A Phase II RCT (PMID: 37646150) found that delta-tocotrienol reduced the frequency of oxaliplatin dose reductions due to neurotoxicity (47% vs 71%, p=0.047) in colorectal cancer patients, suggesting a protective rather than antagonistic interaction. Its cytoprotective effects appear to be selective, targeting normal cells via antioxidant pathways while maintaining or potentially enhancing cancer cell apoptosis through NF-κB suppression. However, oncologists should be consulted before co-administration, as interactions with other chemotherapy regimens have not been fully characterized.

### Does delta-tocotrienol lower cholesterol?

Delta-tocotrienol inhibits HMG-CoA reductase, the same enzyme targeted by statin drugs, thereby reducing hepatic cholesterol synthesis. Preclinical studies and early human data suggest it can lower total cholesterol and LDL-cholesterol, though the magnitude of effect in human RCTs is modest compared to pharmaceutical statins. Because of this shared mechanism, combining delta-tocotrienol with prescribed statins may produce additive effects and should be discussed with a healthcare provider to avoid over-suppression of the mevalonate pathway.

### What food sources naturally contain delta-tocotrienol?

Delta-tocotrienol is found primarily in plant oils and seeds, with palm oil, rice bran oil, and annatto being the richest natural sources. Nuts, seeds, and whole grains contain smaller amounts, but obtaining clinically effective doses (typically 300–600 mg) from diet alone is challenging. Supplementation is generally recommended for therapeutic benefits demonstrated in clinical research.

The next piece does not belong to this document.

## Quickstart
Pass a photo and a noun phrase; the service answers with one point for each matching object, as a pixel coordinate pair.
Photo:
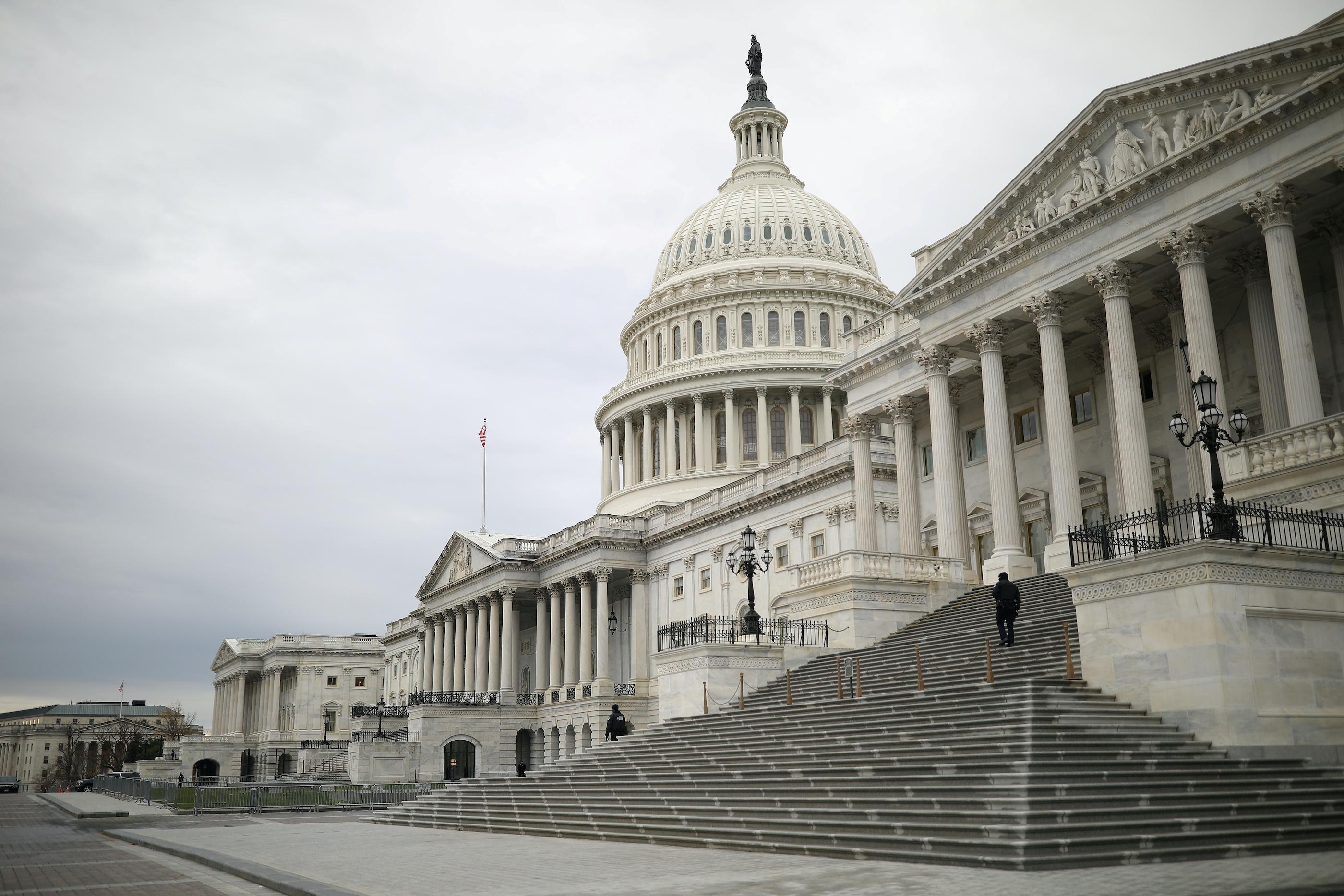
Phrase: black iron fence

### Is delta-tocotrienol safe during pregnancy and breastfeeding?

Limited clinical data exists on delta-tocotrienol safety during pregnancy and breastfeeding, so it is generally not recommended during these periods without medical supervision. Pregnant and nursing women should consult their healthcare provider before supplementing, as vitamin E forms can affect pregnancy outcomes at high doses. Standard prenatal vitamins provide safer, established levels of vitamin E nutrition.

### How strong is the clinical evidence for delta-tocotrienol in cancer patients?

Phase II clinical trials provide encouraging evidence for delta-tocotrienol in cancer support, including a randomized controlled trial showing reduced chemotherapy toxicity (fewer oxaliplatin dose reductions in colorectal cancer) and disease stabilization rates around 70% in advanced cancer patients. However, these are relatively small, early-stage studies, and larger Phase III trials are needed to confirm efficacy and establish it as standard adjunctive therapy. Current evidence supports its investigation as a potential supportive agent but not as a primary cancer treatment.